LONDON — Margaret Thatcher, for all her reputation as a hard-liner, rebuffed appeals from U.S. President Jimmy Carter for a more demonstrative response to the Iranian hostage crisis in 1979, saying it would do more harm than good, according to papers in her personal files released today.
The files cover the first eight months of Thatcher’s 11 1/2 years as prime minister, giving glimpses of her embarking on an ambitious domestic agenda to revive the economy and curb the unions, and engaging with the Soviet invasion of Afghanistan and the seizure of the U.S. Embassy in Tehran on Nov. 4, 1979.
They were made public by the Thatcher Foundation under rules that allow for keeping documents secret for 30 years.
On Nov. 14, Carter asked in a cable for “the strongest possible remonstration or action” to pressure Iran, suggesting that Britain consider reducing the number of diplomatic staff in the country.

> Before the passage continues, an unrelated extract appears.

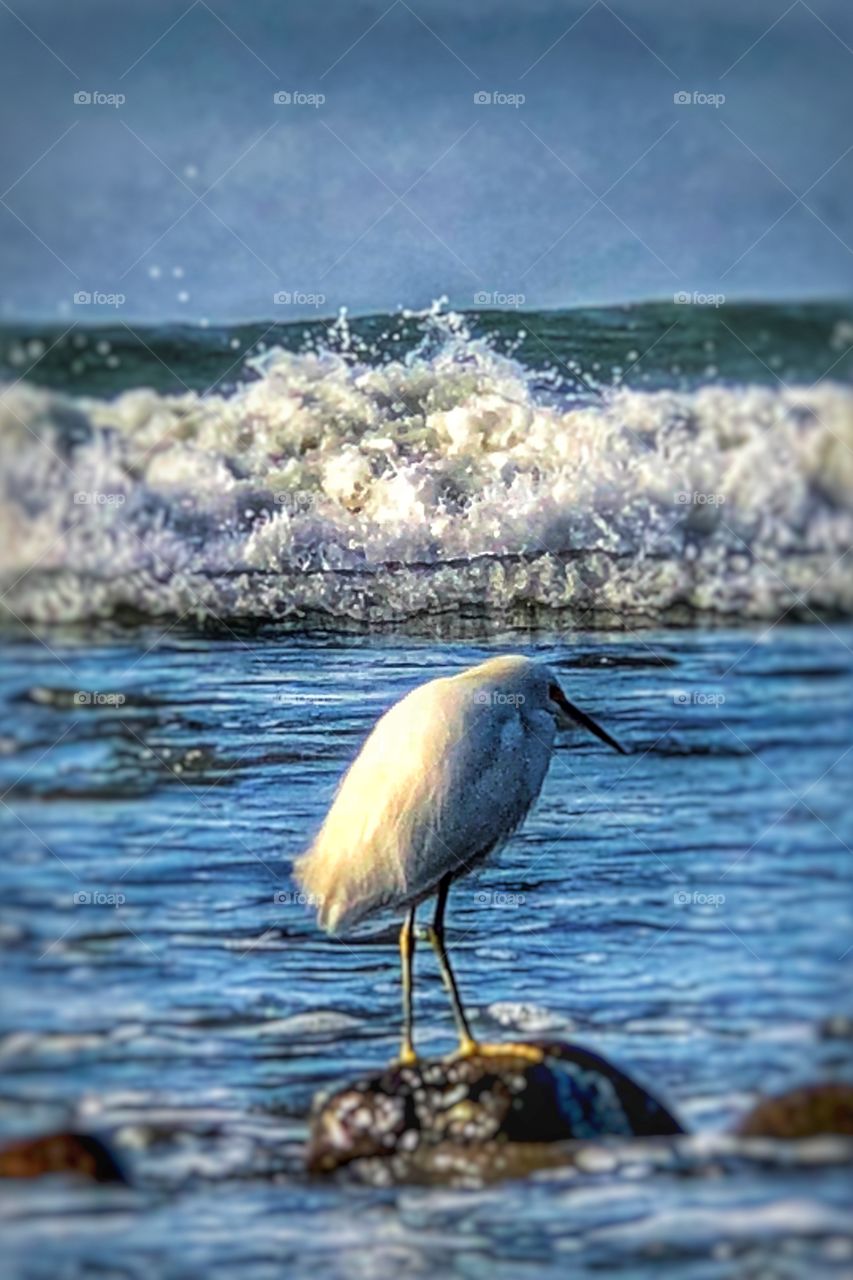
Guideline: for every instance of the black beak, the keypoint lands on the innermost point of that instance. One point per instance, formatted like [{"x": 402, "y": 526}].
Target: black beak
[{"x": 574, "y": 713}]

Thatcher responded a week later that Britain had withdrawn some staff, “but we have not hitherto believed it wise to make a political point of any reduction, partly because we doubt whether the Iranians would be much impressed and partly because of the risk of retaliatory action against those remaining.”
Many of the papers go online today at the Thatcher Foundation website, , and many of them duplicate official government documents in the National Archives.